A ceux qui le lisent depuis longtemps, ce blog pourra sembler un dédale de galeries, creusées à partir d’un point différent chaque fois, mais se recoupant et débouchant sur les mêmes lubies, les mêmes considérations… On est déjà passé par là une fois nous semble-t-il, peut-être même deux. Mais on y était arrivé par une autre artère. Ce coin nous dit quelque chose, jurerait-on, et on s’en éloigne par un nouveau boyau, finissant lui aussi, tôt ou tard, par nous ramener au point où on en est.

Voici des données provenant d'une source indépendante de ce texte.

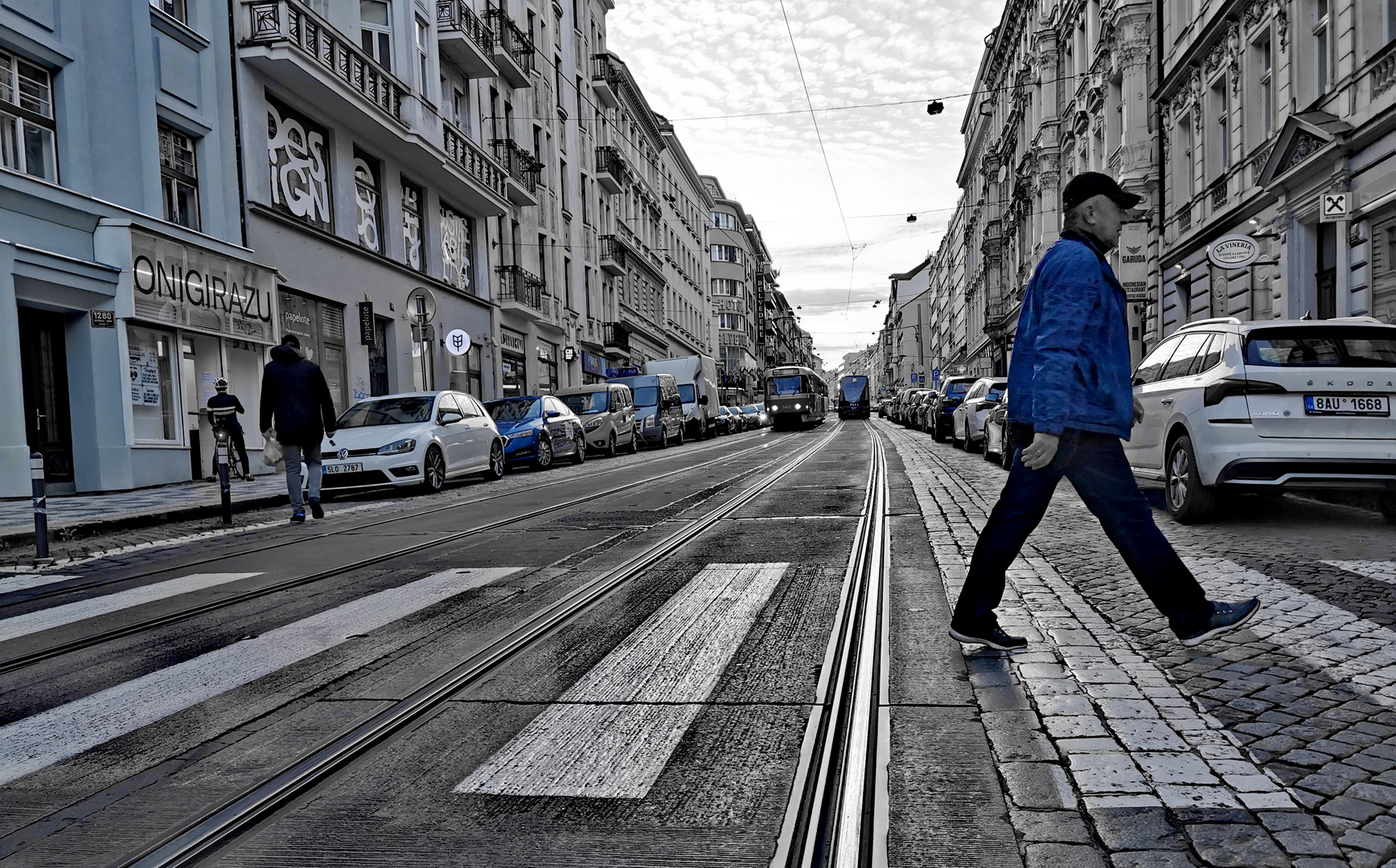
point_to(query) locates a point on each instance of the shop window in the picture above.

Je serais satisfait si l’effet rendu pouvait être celui-ci, c’est au fond un peu ce que j’ai cherché à faire en tissant tous ces interliens. Un livre ne permet pas cela. Est-ce que cela peut constituer une œuvre ? Ou seulement une jolie façon de radoter ? Il faudra en tout cas songer à s’arrêter à temps avant que l’édifice ne s’effondre.

Soixante-dix

chaire sermon

Ou quatre-vingt, maximum. C’est la base estimée du lectorat de ce blog. La base solide, c’est-à-dire le minimum garanti qui vient lire un article dans les 1 à 2 jours après sa parution, qui arrive chaque jour même s’il ne se passe rien. Tout ce que l’outil statistique détecte d’autre est un surplus de trafic, fluctuant, saisonnier, opportuniste, de passage, arrivé par mot-clé ou par hasard, restant quelques jours ou semaines et repartant de plus belle. Tout le reste est une fantaisie qui donne du relief à la courbe des consultations, qui fait espérer que le blog va de mieux en mieux ou au contraire traverse une dépression, qui dessine des périodes, des embellies, des stagnations… Mais qui ne fait essentiellement que fausser cette réalité : si l’on rase tout ça, on arrive à ce socle de 70 à 80. Le niveau de flottaison de ces huit années à bloguer.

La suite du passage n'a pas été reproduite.